Amoré Bezuidenhout, the 2020 Ultimate Lancewood Pastry Chef of the Year for the One&Only Reaching for Young Stars, can be found at the exclusive and gorgeous Royal Malewane in the Greater Kruger National Park.
Amoré is enjoying some of her most formative years as a pâtissière having the valuable opportunity to do her internship with The Royal Portfolio at Royal Malewane, a premier destination where she creates exquisite desserts for guests who appreciate the pleasure of combining big game watching with superb accommodation and an exceptional table giving her a special outlet for her considerable creativity.

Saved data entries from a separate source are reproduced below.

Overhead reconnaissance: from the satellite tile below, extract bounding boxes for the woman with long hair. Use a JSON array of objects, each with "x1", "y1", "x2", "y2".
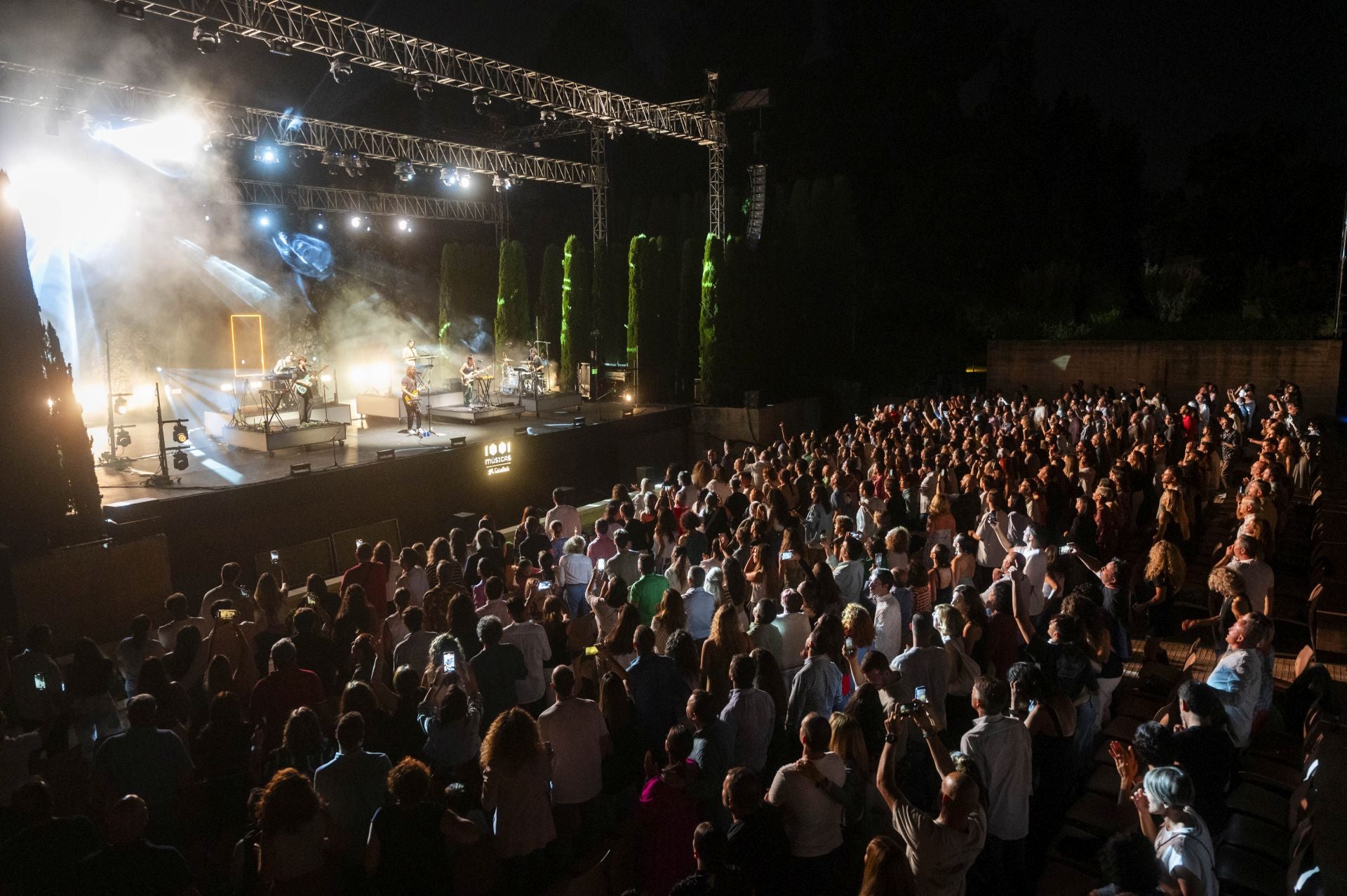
[
  {"x1": 859, "y1": 837, "x2": 916, "y2": 896},
  {"x1": 702, "y1": 603, "x2": 753, "y2": 711},
  {"x1": 1133, "y1": 542, "x2": 1188, "y2": 637},
  {"x1": 257, "y1": 768, "x2": 337, "y2": 893},
  {"x1": 1132, "y1": 765, "x2": 1221, "y2": 896},
  {"x1": 65, "y1": 636, "x2": 120, "y2": 760},
  {"x1": 598, "y1": 672, "x2": 644, "y2": 807},
  {"x1": 262, "y1": 706, "x2": 334, "y2": 780},
  {"x1": 334, "y1": 583, "x2": 382, "y2": 655},
  {"x1": 481, "y1": 706, "x2": 556, "y2": 893},
  {"x1": 650, "y1": 587, "x2": 687, "y2": 653}
]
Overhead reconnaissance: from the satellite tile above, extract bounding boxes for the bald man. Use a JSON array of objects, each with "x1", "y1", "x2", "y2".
[{"x1": 876, "y1": 703, "x2": 987, "y2": 896}]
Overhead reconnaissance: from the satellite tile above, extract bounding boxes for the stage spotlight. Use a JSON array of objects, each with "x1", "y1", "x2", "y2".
[{"x1": 192, "y1": 25, "x2": 224, "y2": 54}]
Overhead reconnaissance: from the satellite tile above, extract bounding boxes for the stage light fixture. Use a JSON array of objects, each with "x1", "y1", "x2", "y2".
[{"x1": 192, "y1": 25, "x2": 224, "y2": 54}]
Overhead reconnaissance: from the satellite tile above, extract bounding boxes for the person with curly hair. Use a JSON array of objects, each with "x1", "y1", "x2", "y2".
[
  {"x1": 481, "y1": 706, "x2": 556, "y2": 893},
  {"x1": 1132, "y1": 542, "x2": 1188, "y2": 637},
  {"x1": 257, "y1": 768, "x2": 335, "y2": 893}
]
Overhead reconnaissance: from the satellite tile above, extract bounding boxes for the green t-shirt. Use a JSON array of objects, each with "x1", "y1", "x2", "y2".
[{"x1": 631, "y1": 573, "x2": 669, "y2": 625}]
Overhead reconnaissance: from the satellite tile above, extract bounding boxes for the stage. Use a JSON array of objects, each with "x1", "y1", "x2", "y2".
[{"x1": 89, "y1": 401, "x2": 662, "y2": 504}]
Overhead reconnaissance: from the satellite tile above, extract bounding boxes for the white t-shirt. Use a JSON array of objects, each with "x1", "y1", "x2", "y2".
[
  {"x1": 766, "y1": 752, "x2": 846, "y2": 858},
  {"x1": 537, "y1": 697, "x2": 608, "y2": 805},
  {"x1": 501, "y1": 617, "x2": 552, "y2": 703},
  {"x1": 893, "y1": 801, "x2": 987, "y2": 896},
  {"x1": 1155, "y1": 808, "x2": 1221, "y2": 895}
]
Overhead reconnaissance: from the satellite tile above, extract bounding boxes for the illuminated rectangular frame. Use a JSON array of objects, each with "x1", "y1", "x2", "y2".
[{"x1": 229, "y1": 314, "x2": 267, "y2": 379}]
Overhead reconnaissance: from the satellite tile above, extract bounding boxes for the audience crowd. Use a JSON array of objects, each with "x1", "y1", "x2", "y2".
[{"x1": 0, "y1": 384, "x2": 1319, "y2": 896}]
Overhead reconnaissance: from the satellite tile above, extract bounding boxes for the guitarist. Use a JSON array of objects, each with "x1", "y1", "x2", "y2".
[
  {"x1": 403, "y1": 363, "x2": 420, "y2": 432},
  {"x1": 295, "y1": 354, "x2": 314, "y2": 424}
]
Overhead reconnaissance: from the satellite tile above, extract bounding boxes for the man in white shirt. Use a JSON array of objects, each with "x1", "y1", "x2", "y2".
[
  {"x1": 159, "y1": 591, "x2": 210, "y2": 651},
  {"x1": 870, "y1": 570, "x2": 912, "y2": 657},
  {"x1": 772, "y1": 587, "x2": 811, "y2": 681},
  {"x1": 196, "y1": 563, "x2": 245, "y2": 613},
  {"x1": 544, "y1": 489, "x2": 581, "y2": 537},
  {"x1": 1226, "y1": 535, "x2": 1274, "y2": 616},
  {"x1": 501, "y1": 594, "x2": 552, "y2": 717},
  {"x1": 536, "y1": 660, "x2": 613, "y2": 838},
  {"x1": 683, "y1": 566, "x2": 716, "y2": 641},
  {"x1": 766, "y1": 713, "x2": 846, "y2": 893},
  {"x1": 1207, "y1": 610, "x2": 1271, "y2": 749},
  {"x1": 889, "y1": 613, "x2": 950, "y2": 728},
  {"x1": 960, "y1": 675, "x2": 1033, "y2": 893},
  {"x1": 876, "y1": 713, "x2": 987, "y2": 896},
  {"x1": 394, "y1": 606, "x2": 435, "y2": 672}
]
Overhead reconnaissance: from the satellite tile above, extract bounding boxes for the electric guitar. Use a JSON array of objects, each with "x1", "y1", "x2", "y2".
[{"x1": 295, "y1": 363, "x2": 328, "y2": 395}]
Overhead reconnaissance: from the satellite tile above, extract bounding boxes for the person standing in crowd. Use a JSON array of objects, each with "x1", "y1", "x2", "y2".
[
  {"x1": 960, "y1": 675, "x2": 1033, "y2": 893},
  {"x1": 543, "y1": 489, "x2": 582, "y2": 539},
  {"x1": 766, "y1": 713, "x2": 846, "y2": 893},
  {"x1": 314, "y1": 713, "x2": 392, "y2": 867}
]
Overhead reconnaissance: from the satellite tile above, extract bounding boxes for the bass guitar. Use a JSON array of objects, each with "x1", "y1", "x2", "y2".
[{"x1": 295, "y1": 363, "x2": 328, "y2": 395}]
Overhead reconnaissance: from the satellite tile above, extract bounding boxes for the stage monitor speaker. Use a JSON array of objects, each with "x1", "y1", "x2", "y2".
[
  {"x1": 229, "y1": 314, "x2": 269, "y2": 377},
  {"x1": 331, "y1": 520, "x2": 403, "y2": 571},
  {"x1": 102, "y1": 516, "x2": 164, "y2": 542},
  {"x1": 253, "y1": 536, "x2": 337, "y2": 587}
]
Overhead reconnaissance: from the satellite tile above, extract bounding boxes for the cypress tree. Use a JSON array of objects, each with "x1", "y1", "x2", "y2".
[
  {"x1": 496, "y1": 240, "x2": 528, "y2": 353},
  {"x1": 558, "y1": 234, "x2": 602, "y2": 389},
  {"x1": 698, "y1": 233, "x2": 725, "y2": 404},
  {"x1": 537, "y1": 243, "x2": 563, "y2": 357}
]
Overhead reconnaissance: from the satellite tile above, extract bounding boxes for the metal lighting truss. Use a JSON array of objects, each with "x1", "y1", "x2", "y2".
[
  {"x1": 93, "y1": 0, "x2": 728, "y2": 236},
  {"x1": 222, "y1": 179, "x2": 507, "y2": 224},
  {"x1": 98, "y1": 0, "x2": 725, "y2": 145},
  {"x1": 0, "y1": 60, "x2": 606, "y2": 187}
]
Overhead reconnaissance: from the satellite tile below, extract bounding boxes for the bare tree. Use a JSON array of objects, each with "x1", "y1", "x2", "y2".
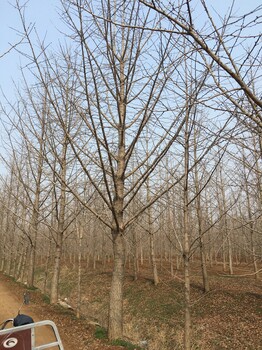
[{"x1": 139, "y1": 0, "x2": 262, "y2": 133}]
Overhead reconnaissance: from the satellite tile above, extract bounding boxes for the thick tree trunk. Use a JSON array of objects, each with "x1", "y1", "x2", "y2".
[
  {"x1": 50, "y1": 234, "x2": 63, "y2": 304},
  {"x1": 108, "y1": 234, "x2": 125, "y2": 340}
]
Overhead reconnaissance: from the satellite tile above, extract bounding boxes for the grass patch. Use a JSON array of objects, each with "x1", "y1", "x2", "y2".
[{"x1": 111, "y1": 339, "x2": 142, "y2": 350}]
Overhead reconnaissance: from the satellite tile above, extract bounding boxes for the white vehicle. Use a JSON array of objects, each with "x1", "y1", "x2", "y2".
[{"x1": 0, "y1": 293, "x2": 64, "y2": 350}]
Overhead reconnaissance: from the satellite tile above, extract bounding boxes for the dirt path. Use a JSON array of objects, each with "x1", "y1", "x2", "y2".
[
  {"x1": 0, "y1": 276, "x2": 66, "y2": 350},
  {"x1": 0, "y1": 273, "x2": 123, "y2": 350}
]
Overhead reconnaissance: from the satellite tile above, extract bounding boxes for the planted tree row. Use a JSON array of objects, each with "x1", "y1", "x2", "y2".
[{"x1": 0, "y1": 0, "x2": 261, "y2": 349}]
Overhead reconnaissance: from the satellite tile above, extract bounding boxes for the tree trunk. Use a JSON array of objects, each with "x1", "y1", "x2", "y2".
[{"x1": 108, "y1": 234, "x2": 125, "y2": 340}]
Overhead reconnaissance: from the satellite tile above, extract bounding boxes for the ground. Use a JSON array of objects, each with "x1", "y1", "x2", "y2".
[{"x1": 0, "y1": 262, "x2": 262, "y2": 350}]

At Royal Malewane, mealtimes are an enchanting moveable feast that Amore takes into consideration when deciding on what to prepare for that day’s delightful alfresco lunch or romantic candlelit dinner.
Where are you currently working and what is your job role?
I am currently working as a Commis Pastry Chef at Royal Malewane which is a family-owned, values-based luxury safari lodge in South Africa offering an unrivalled wildlife experience in the Greater Kruger National Park.
What is it like working in the beautiful African bush at Royal Malewane?
Since I was a little girl my family and I travelled all over South Africa and the bush quickly became my favourite destination to visit. Working in the bush brings back so many good memories. From Nyala’s, beautiful Lilac-Breasted Rollers and even the gentle giants of the land, the Elephants, I am lucky enough to encounter all types of animals – including the Big 5 – while working at the lodge every day. Being able to work alongside the bush and all its small and large creatures is truly magical. However, what I love most about working at Royal Malewane, is how passionate, experienced and friendly all my fellow team members are. I am lucky enough to be learning from the best!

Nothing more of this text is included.